The second phase, which is about to go live imminently, enables the clinicians to instantly access the mental health crisis plans of the patient, without having to go to the crisis team to share them. This will enable crews to make better informed decisions more quickly.
This sharing of records across organisational and regional boundaries helps the organisations and their clinicians to meet their targets of providing more integrated care.
After the first phase went live a year ago, we were able to prove that the technical functionality worked in a live clinical environment.
The second phase will involve us trying to get greater uptake by working with more mental health trusts to make their mental health crisis plans available via the NRL.
Making a wider range of records accessible
We are also using new NHS digital capabilities to provide better access to the National Record Locator for ambulance clinicians.
For example, using the NHS Identity system means ambulance clinicians can authenticate themselves using biometrics such as a fingerprint instead of using a Smartcard, which isn’t always a practical solution in a mobile setting.

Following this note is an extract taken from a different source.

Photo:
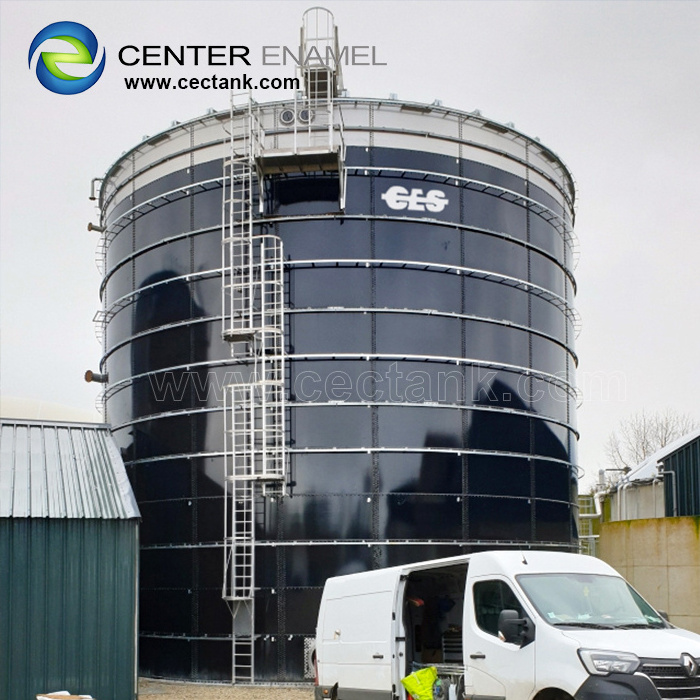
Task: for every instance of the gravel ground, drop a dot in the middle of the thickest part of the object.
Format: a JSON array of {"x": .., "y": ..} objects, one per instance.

We are also making a wider range of records accessible to clinicians, including child health and maternity records, plus further types of care plans in collaboration with the Local Health and Care Records (LCHR) initiative. For each record we bring on, we have to work out how it is best technically represented so that it can be easily searched for and viewed by a clinician. We also need to ensure that the correct access controls are in place so that it is only viewed appropriately. Although this can be challenging, knowing the benefits it will bring to the frontline makes it all worthwhile.
You can keep up-to-date with the progress on the second phase on the NHS Digital website.
National Record Locator (NRL) will be able to alert you to patients under your care who have certain records, for example a crisis care plan, created for them. This is done by your local health care system searching the NRL for pointers (or bookmarks) to patient records indicating that a specific type of record now exists for the patient.